ただし、金利引下げメニューは、2024年3月31日までの申込受付した分にのみ適用されます。
地震保険の割引対象となる
長期優良住宅を建てると、地震保険料の割り引きを利用できるようになり、地震保険料を半額に抑えることができます。
地震保険料を半額にするには、建物が倒壊しない地震の力を表す耐震等級が3となっているか、地震の揺れを吸収する免震装置が設置されている免震建築物であるかのいずれかの条件を満たすことが必要になります。
長期優良住宅の場合、耐震等級は3以上である必要があるので、地震保険の割引対象になります。
売却時に資産価値が上がる
長期優良住宅を将来的に売却することになった場合、建物の資産価値は高まるというメリットもあります。
長期優良住宅は耐久性や耐震性などの質や性能が高いため、一般の住宅にくらべて経年劣化などの影響を受けにくく、建設時の価値から金額を下げにくいというメリットがあります。
長期優良住宅の取得に向いている方
住宅ローンの借り入れ予定額が大きく年収が高い
高額な住宅ローンを借り入れる予定で、年収が高い方の場合、長期優良住宅の取得はおすすめです。
住宅ローン控除は年末時点での住宅ローン残高の0.7%が控除されるというもので、住宅ローンの残高が大きいほど恩恵を得られます。つまり、高額な住宅ローンを借り入れた方にはメリットになります。
将来的に住宅の売却や賃貸を考えている
長期優良住宅は、耐震性や耐久性に優れていて、定期的な点検や修繕をおこなうので、一般的な住宅とくらべて、建物を良質な状態で保つことができ、長く住んでも資産価値を高く維持できるという特徴があります。

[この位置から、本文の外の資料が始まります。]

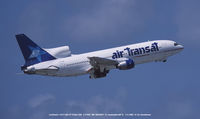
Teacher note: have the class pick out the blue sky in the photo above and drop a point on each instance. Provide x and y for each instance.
(166, 90)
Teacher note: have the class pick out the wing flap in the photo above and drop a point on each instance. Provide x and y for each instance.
(97, 61)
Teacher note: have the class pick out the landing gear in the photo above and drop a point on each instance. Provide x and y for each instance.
(98, 74)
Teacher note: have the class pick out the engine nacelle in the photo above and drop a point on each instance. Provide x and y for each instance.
(125, 65)
(59, 52)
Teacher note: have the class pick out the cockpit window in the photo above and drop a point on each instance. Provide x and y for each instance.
(175, 44)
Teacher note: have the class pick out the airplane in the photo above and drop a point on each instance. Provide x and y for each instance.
(61, 63)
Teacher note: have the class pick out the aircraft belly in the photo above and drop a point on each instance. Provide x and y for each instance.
(74, 70)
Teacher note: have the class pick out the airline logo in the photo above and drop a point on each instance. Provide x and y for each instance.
(137, 51)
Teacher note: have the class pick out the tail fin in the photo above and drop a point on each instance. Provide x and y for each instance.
(32, 53)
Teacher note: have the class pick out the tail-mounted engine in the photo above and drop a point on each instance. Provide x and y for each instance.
(126, 64)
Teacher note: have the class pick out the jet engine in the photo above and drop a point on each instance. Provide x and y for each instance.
(126, 64)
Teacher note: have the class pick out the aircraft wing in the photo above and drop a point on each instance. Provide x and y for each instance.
(101, 66)
(98, 61)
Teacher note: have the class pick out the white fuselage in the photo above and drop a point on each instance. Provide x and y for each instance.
(139, 53)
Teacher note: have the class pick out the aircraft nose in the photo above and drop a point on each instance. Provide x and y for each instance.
(181, 47)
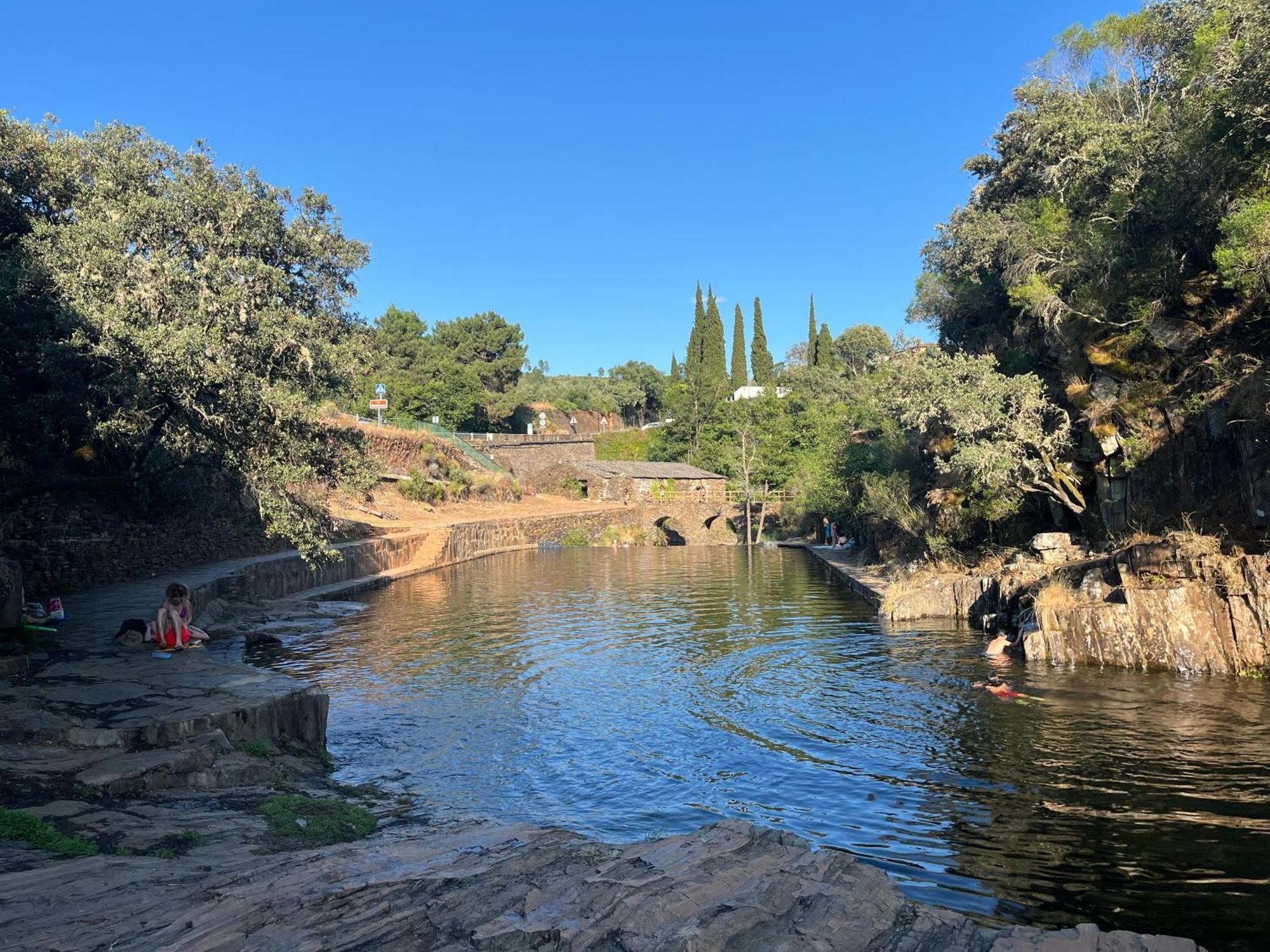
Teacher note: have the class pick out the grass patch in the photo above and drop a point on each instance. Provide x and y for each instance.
(576, 539)
(317, 822)
(1053, 596)
(176, 845)
(623, 445)
(30, 830)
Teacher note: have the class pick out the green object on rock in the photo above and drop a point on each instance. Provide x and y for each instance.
(30, 830)
(317, 822)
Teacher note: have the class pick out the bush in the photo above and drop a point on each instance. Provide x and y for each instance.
(627, 536)
(318, 822)
(30, 830)
(623, 445)
(496, 487)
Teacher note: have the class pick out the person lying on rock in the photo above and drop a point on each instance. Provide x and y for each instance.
(172, 626)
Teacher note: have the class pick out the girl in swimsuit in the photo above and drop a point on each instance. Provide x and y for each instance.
(172, 625)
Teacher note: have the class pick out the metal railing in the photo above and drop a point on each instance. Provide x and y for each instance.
(773, 496)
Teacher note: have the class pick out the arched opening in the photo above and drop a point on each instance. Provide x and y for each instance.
(672, 538)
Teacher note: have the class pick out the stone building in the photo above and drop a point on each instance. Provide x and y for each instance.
(642, 483)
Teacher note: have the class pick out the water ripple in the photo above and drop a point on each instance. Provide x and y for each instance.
(650, 691)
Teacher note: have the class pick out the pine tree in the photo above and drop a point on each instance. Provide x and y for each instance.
(811, 336)
(740, 378)
(825, 348)
(760, 357)
(714, 356)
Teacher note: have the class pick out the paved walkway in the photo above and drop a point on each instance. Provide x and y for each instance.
(866, 581)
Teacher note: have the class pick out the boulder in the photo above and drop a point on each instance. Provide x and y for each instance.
(1050, 541)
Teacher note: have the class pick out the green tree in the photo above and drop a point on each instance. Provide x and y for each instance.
(206, 310)
(740, 378)
(825, 348)
(811, 334)
(714, 362)
(760, 357)
(862, 346)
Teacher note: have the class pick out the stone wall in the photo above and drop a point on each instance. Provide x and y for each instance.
(69, 541)
(526, 460)
(398, 451)
(1155, 607)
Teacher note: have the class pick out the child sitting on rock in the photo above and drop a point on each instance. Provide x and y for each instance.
(172, 628)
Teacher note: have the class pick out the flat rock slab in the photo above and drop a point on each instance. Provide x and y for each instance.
(498, 887)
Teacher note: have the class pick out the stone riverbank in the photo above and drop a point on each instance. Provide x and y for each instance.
(164, 765)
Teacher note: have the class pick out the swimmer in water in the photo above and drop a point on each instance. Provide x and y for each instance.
(999, 689)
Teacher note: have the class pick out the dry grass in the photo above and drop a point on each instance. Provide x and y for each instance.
(1080, 394)
(1055, 595)
(900, 588)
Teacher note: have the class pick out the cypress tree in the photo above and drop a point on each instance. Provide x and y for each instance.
(811, 336)
(825, 348)
(760, 357)
(740, 378)
(714, 356)
(693, 361)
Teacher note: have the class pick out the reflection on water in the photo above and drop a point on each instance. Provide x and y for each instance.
(642, 691)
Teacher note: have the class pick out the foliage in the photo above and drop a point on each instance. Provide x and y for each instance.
(317, 822)
(760, 357)
(421, 489)
(993, 439)
(576, 539)
(462, 373)
(162, 312)
(1122, 225)
(811, 333)
(634, 390)
(20, 827)
(862, 346)
(623, 445)
(740, 376)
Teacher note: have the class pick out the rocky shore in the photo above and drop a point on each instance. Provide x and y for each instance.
(1172, 604)
(166, 770)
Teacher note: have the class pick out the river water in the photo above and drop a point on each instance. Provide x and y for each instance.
(648, 691)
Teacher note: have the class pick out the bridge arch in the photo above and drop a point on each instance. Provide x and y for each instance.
(666, 524)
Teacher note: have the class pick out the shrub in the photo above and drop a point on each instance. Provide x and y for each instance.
(421, 489)
(623, 445)
(318, 822)
(625, 535)
(30, 830)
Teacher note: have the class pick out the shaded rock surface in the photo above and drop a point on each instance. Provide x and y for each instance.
(496, 887)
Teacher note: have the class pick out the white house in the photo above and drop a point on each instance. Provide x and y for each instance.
(751, 392)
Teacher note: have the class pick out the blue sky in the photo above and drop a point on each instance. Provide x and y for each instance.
(577, 167)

賃貸住宅として活用するとなった場合でも、借り手が見つかりやすく賃貸収入を得ることができるといったメリットがあります。
子どもや孫世代にも引き継げる住宅を建てたい
性能に優れ定期的な点検や修繕をおこなう長期優良住宅であれば、子どもや孫が所有者となって、住む世帯が変わってもおなじ場所で住み続けられる可能性が高いです。
長期優良住宅の取得を検討するときのポイント
取得する場合は長期優良住宅の取得実績がある建築会社と契約する
長期優良住宅を建てるには、必要になる申請や手続きがあります。建築においては高い技術力と豊富な知識が必要となるので、長期優良住宅の取得実績のある会社に依頼しましょう。